Un grave hallazgo de estupefacientes en la Alcaidía de Mujeres de la zona sur encendió las alarmas de la Justicia y de las fuerzas de seguridad, luego de que se secuestraran cocaína, marihuana y pastillas en el interior de una celda. La investigación apunta a determinar si las sustancias estaban destinadas a su comercialización dentro del propio establecimiento.

El hecho se conoció cuando una oficial que cumplía función de celadora advirtió que una interna, identificada como Neys Ordóñez (54), domiciliada en el barrio Bosco II e imputada en una causa por narcomenudeo a cargo de la fiscal Florencia Torres, dejó caer una pequeña bolsa con una sustancia verdosa dentro de la celda.

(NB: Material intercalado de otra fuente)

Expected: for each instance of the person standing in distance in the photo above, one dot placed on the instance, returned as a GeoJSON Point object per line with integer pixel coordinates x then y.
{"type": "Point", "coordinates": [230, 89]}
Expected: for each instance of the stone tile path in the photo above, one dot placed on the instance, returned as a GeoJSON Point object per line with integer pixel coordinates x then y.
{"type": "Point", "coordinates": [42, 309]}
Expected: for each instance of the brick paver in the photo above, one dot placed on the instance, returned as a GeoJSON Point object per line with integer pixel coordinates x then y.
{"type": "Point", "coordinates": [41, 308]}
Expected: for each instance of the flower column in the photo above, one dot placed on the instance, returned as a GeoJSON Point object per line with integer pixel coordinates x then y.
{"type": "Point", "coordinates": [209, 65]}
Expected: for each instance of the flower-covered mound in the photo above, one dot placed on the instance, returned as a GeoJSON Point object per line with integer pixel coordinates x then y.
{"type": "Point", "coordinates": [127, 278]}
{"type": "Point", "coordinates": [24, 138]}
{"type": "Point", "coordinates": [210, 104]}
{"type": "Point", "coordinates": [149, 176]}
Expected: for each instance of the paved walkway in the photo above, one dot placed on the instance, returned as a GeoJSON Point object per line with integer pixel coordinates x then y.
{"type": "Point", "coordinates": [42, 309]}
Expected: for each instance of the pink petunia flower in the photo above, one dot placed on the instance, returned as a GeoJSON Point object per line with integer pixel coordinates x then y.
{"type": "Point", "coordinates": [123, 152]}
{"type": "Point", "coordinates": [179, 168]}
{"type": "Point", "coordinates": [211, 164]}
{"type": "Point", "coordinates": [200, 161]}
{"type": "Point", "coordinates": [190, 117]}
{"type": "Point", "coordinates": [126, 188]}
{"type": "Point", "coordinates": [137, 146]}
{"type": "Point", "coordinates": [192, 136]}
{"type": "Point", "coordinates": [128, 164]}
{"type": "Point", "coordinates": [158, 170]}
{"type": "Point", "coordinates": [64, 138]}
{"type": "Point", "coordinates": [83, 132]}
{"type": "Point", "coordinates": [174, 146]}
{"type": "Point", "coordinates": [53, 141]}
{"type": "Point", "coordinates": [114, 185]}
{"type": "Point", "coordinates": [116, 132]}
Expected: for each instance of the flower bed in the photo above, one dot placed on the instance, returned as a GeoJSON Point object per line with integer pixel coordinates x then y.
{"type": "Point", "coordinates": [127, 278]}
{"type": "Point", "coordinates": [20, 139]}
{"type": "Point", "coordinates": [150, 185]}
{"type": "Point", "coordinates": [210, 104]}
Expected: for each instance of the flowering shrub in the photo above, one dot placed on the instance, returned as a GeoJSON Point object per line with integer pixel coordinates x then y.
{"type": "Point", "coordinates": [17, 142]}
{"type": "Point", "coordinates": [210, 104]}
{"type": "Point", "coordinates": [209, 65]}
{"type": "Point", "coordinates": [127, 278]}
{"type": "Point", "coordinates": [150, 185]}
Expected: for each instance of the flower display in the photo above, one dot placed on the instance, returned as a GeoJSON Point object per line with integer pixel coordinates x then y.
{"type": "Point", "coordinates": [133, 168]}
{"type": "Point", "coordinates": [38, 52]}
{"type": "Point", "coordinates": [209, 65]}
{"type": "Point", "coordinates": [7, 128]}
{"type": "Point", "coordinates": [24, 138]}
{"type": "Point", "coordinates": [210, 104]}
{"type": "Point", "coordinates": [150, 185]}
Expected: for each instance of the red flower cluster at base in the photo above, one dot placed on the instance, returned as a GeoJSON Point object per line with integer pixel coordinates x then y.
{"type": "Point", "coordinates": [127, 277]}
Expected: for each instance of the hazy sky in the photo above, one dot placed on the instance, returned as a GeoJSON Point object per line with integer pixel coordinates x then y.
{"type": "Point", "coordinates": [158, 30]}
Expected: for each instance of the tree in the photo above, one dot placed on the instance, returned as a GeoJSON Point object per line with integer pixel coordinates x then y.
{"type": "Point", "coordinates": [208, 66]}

Ante la situación, efectivos policiales ingresaron al pabellón y constataron la presencia de una bolsita con sustancia vegetal y otra que contenía alrededor de quince pastillas de color celeste. De inmediato, se informó lo ocurrido a la fiscal de turno, quien ordenó la intervención de la Dirección General de Drogas Peligrosas.
Durante las tareas, los efectivos antinarcóticos realizaron pruebas de campo y detectaron una situación similar en la celda N° 2, donde se encontraba alojada María de los Ángeles Purulla. En ese lugar se secuestró un envoltorio de nailon blanco con cocaína (0,17 gramos) y otro envoltorio verde con marihuana (25,40 gramos).
Las pericias confirmaron la presencia de ambos estupefacientes, mientras que las pastillas también fueron incorporadas a la causa. Ahora, los investigadores intentan establecer cómo ingresó la droga al establecimiento y cuál era el verdadero destino de las sustancias secuestradas.